Farándula non stop
En el principio, fue el papel couché. La prehistoria de la farándula chilena, afirman los que saben, se remonta a mediados de los setenta, cuando apareció la revista Cosas, seguida de Caras, en 1988. Sin embargo, ambas publicaciones no se inscribían propiamente en la categoría farandulera: cubrían, más bien, los entretelones vitales y profesionales de las estrellas extranjeras y de un puñado de rostros criollos, siempre en un tono intimista y, por momentos, condescendiente. El monstruo, alimentado por ese morbo acaso connatural al ser humano y sustentado en investigaciones periodísticas cada vez más sofisticadas, asomó a fines de los noventa y sacó las garras durante la primera década del siglo XXI, la edad dorada del género en el país.
Entonces, este animal salvaje habitaba un ecosistema abigarrado, constituido por medios impresos, tales como la revista Glamorama y los diarios La Cuarta y Las Últimas Noticias, programas de televisión abierta —Alfombra Roja, Mira Quien Habla y SQP, entre muchos otros— y hasta centros de operación nocturna, como las discotecas Bar 89 y Kmasú. Años más tarde, la irrupción de las redes sociales desvió nuestras miradas hacia las pantallas móviles y la autopromoción. Para cuando se desataron el estallido social y la pandemia, la farándula ya parecía una frivolidad indolente y demodé.

Pero, contra todo pronóstico, volvió con una fuerza inusitada. Junto con el retorno del estelar Primer Plano (Chilevisión), el buque insignia de la farándula televisiva, durante el último tiempo ha surgido una serie de otros espacios faranduleros en el resto de la parrilla abierta, como Sígueme (TV+), Only Fama (Mega) y ¡Hay que decirlo! (Canal 13), a los que habría que agregar la oferta de la televisión por cable —Que te lo digo y Zona de Estrellas (Zona Latina)— y las iniciativas nacidas en la órbita digital, como los sitios elfiltrador.cl y laexclusiva.cl, o bien los podcasts Clase Básica y Bombastic, este último a cargo de la periodista Cecilia Gutiérrez, una referente ineludible del cotilleo local.
El motor detrás de lo que podríamos denominar la neofarándula resulta difícil de describir con exactitud.
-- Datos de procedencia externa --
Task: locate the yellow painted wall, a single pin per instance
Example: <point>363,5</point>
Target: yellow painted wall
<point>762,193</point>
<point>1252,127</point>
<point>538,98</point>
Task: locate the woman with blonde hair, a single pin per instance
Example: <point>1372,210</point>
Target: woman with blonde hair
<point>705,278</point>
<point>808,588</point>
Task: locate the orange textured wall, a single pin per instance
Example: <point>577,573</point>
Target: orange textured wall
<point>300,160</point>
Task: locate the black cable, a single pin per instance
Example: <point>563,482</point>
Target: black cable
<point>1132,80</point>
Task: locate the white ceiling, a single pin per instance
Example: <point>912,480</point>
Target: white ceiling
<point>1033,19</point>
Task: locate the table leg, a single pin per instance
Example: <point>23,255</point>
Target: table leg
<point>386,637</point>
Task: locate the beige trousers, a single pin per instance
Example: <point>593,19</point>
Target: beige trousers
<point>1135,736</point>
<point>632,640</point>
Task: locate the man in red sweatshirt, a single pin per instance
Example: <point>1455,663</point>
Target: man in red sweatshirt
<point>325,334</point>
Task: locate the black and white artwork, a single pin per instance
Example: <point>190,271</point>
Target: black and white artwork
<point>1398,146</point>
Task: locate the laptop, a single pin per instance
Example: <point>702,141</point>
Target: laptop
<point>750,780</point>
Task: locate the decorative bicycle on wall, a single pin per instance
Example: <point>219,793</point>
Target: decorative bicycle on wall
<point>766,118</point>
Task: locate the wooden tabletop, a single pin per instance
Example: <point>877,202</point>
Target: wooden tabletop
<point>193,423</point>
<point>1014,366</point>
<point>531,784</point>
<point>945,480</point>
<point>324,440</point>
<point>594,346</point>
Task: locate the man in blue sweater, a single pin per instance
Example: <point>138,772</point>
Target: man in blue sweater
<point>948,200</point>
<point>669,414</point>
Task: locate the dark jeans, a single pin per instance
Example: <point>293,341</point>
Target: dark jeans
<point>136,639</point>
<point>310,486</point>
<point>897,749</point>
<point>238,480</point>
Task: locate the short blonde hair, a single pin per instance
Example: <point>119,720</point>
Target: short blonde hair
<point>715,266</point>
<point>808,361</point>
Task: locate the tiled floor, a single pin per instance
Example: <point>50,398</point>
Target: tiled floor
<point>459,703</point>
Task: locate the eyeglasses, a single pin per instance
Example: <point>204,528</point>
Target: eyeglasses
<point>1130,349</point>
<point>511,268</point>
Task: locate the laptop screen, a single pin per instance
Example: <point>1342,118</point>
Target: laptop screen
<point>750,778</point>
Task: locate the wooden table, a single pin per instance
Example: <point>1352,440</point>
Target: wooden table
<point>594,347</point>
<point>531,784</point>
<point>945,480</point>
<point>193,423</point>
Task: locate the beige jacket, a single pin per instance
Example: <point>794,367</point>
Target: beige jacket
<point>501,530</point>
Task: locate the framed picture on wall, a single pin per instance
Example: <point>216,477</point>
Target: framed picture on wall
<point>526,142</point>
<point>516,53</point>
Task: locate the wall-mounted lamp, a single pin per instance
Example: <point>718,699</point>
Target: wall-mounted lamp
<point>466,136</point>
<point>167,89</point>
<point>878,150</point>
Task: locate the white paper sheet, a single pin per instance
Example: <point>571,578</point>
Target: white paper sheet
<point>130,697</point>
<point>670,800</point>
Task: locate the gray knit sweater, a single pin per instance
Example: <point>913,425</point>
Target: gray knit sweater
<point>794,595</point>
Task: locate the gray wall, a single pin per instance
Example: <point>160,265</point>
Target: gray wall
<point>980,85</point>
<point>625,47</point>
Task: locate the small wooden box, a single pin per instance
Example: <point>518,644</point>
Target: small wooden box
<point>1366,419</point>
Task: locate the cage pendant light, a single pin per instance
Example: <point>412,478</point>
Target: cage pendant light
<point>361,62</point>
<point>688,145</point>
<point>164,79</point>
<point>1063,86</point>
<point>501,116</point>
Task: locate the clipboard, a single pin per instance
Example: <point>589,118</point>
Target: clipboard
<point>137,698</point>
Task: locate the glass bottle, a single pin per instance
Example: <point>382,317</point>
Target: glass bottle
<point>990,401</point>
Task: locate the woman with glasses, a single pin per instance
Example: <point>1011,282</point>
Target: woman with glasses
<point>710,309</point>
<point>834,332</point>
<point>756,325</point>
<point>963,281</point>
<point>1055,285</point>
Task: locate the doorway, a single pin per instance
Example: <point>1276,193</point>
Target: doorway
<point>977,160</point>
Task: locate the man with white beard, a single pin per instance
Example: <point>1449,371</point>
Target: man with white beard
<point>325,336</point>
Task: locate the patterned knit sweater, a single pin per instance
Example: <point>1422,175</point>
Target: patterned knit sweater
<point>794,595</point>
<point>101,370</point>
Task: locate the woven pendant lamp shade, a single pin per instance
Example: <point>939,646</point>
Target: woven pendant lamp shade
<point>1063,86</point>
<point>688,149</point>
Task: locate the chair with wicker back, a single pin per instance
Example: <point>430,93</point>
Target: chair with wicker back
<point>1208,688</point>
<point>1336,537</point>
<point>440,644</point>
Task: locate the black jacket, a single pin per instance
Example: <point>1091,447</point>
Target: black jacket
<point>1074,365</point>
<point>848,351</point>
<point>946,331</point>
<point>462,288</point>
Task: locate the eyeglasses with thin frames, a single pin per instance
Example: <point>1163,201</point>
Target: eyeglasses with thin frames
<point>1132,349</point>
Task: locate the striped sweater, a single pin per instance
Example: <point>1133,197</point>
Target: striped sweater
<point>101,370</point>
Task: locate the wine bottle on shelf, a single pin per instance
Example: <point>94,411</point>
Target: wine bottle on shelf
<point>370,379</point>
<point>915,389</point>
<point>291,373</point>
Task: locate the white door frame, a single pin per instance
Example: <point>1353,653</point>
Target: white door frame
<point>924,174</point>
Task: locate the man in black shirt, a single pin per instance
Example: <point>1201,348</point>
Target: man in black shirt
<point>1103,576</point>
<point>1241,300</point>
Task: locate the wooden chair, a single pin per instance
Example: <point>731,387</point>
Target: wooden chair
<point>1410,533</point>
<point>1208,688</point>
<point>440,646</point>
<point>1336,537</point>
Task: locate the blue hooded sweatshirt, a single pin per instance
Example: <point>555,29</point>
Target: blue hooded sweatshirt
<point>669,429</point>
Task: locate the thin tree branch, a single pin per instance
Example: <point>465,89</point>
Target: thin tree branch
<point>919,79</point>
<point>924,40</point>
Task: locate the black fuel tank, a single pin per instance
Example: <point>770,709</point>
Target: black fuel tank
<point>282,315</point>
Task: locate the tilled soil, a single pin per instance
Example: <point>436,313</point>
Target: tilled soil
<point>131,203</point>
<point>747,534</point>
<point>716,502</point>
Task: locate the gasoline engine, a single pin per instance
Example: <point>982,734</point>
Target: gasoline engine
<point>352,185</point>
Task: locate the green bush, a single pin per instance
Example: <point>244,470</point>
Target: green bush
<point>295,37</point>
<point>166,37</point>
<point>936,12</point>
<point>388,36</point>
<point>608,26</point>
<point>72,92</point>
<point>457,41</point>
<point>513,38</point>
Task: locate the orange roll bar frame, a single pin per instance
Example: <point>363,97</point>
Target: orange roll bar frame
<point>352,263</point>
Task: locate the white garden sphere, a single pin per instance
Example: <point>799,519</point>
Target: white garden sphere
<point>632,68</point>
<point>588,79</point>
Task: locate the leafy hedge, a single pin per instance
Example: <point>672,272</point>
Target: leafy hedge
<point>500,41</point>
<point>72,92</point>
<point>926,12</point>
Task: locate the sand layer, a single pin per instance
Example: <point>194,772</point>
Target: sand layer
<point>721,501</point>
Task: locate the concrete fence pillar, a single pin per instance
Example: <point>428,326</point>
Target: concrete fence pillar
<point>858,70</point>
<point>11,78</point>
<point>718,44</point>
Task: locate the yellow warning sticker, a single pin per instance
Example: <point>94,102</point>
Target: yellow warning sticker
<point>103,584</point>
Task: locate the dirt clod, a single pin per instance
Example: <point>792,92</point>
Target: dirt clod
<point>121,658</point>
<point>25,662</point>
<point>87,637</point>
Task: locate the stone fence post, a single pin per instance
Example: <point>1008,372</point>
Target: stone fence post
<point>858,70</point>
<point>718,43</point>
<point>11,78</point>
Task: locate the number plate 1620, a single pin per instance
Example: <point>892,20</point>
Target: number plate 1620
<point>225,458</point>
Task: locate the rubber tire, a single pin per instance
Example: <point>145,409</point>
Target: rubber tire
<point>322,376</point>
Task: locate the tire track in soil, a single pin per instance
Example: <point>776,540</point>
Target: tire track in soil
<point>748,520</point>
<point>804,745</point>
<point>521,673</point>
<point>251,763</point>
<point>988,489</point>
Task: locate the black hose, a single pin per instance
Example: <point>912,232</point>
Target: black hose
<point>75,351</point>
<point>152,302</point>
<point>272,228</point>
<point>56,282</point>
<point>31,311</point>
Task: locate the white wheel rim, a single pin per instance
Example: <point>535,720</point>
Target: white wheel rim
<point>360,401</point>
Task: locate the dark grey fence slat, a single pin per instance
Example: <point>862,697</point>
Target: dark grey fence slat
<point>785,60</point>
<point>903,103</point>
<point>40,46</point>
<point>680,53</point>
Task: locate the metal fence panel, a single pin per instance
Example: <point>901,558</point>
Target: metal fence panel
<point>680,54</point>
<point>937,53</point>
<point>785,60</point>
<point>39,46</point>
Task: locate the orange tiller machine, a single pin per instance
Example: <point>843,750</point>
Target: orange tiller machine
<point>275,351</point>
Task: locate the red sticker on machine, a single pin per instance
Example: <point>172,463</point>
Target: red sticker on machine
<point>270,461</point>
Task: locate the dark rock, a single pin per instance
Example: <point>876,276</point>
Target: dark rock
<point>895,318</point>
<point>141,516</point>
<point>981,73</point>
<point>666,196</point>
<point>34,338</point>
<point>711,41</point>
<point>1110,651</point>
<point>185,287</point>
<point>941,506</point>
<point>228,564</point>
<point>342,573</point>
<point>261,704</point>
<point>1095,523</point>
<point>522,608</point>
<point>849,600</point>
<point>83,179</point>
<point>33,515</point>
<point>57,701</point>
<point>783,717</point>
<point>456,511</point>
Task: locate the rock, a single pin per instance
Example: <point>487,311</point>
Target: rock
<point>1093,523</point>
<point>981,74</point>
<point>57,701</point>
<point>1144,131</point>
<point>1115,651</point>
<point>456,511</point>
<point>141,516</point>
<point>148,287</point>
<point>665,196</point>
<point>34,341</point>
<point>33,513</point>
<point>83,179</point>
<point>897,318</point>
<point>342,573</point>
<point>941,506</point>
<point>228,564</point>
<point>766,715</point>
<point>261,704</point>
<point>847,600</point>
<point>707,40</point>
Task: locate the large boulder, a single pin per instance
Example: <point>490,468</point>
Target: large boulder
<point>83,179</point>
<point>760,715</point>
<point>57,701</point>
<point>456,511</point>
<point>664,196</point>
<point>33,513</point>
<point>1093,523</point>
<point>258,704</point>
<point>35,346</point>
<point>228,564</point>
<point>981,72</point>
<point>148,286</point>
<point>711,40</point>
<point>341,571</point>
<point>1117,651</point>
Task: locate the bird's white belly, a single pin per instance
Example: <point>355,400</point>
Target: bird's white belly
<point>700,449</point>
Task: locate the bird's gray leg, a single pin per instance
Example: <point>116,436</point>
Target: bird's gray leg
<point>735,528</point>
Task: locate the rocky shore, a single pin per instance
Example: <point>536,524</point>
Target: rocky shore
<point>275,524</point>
No obstante, cabe aventurar que, tras un debate público —proyectos constituyentes mediante— altamente politizado, la audiencia habría optado por volver a consumir en masa contenidos ligeros que sirven de “alivio” al laberinto insondable de la convivencia democrática. Tales contenidos, en los que podría incluirse el revival de los reality shows y el regreso de Francisco “Kike” Morandé a la TV, también podrían ofrecer una especie de refugio mental ante la crisis de inseguridad y la incertidumbre económica por las que atraviesa Chile.
Cabe aventurar que, tras un debate público altamente politizado, la audiencia habría optado por volver a consumir en masa contenidos ligeros que sirven de ‘alivio’ al laberinto insondable de la convivencia democrática.
Con todo, hay quien sostiene que, por el contrario, la farándula es un arma cargada de potencial político. “La televisión y la farándula no son aberrantes en sí mismas. Al contrario, pueden ser un instrumento válido de politización, dependiendo de la forma en que se aborden”, se lee en Maldita farándula (Catalonia, 2007), de la expanelista televisiva y actual diputada Pamela Jiles. La tesis de Jiles señala que, en la medida de que da voz a personajes otrora marginados a través de la “opinología” y desacraliza a todo tipo de figuras hurgando en sus miserias, el género democratiza la palestra y fiscaliza el poder simbólico cuando el periodismo “serio” se distrae.
De cualquier modo, el mejor negocio lo tienen ante sí los incumbentes. A fin de cuentas, nuestra curiosidad atávica por los sinsabores ajenos representa una oportunidad de monetización tanto para los oferentes —vía clics y puntos de rating— como para los cuerpos que encarnan el espectáculo, los cuales aprovechan de recargar su vanidad a menudo dañada y brillar en un firmamento de baquelita, así sea durante 15 fugaces minutos de fama.